Certaines expériences d’économie circulaire progressent. L’un des projets les plus en vue, l’Initiative sud-africaine de recyclage et développement (Redisa), a mis en lumière les défis et obstacles à surmonter pour adopter ce modèle. Redisa a été fondée en 2012 pour résoudre le problème grandissant des pneus usagés, dont 11 millions sont jetés sur des décharges et autres dépotoirs disgracieux.

L’organisation a ouvert des centres de traitement qui ont permis, au cours des dix-huit premiers mois du projet, d’élever le taux de récupération des pneus de 3 % à 70 %. Redisa prévoyait de recycler la plupart de ces pneus selon un procédé à haute valeur d’ici à 2020, et déclarait pouvoir ainsi créer jusqu’à 10 emplois à temps plein pour chaque millier de tonne métrique de pneus récupérés.

Bien que l’organisation ait été acclamée comme le plus bel exemple d’économie circulaire mis en oeuvre en Afrique, elle s’est avérée fort mal gérée. Fin septembre 2017, Redisa et l’entreprise privée qui la pilote, Kusaga Taka Consulting, ont été mis en liquidation judiciaire par la Cour suprême du Cap-Occidental après la découverte de l’implication des directeurs dans des détournements de deniers publics.

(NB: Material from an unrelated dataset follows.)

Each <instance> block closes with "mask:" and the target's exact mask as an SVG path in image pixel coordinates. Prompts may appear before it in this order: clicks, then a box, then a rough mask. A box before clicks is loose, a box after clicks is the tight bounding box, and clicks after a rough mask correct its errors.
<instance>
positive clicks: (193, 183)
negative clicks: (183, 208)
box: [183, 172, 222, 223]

La grande ambition du projet – et son stupéfiant échec – fait figure de leçon sur les opportunités mais aussi les dangers de l’économie circulaire en Afrique. Si les gouvernements planifient et concentrent leurs ressources sur des initiatives efficaces et durables, l’économie circulaire peut néanmoins représenter une réponse encourageante aux immenses défis environnementaux et de développement du continent.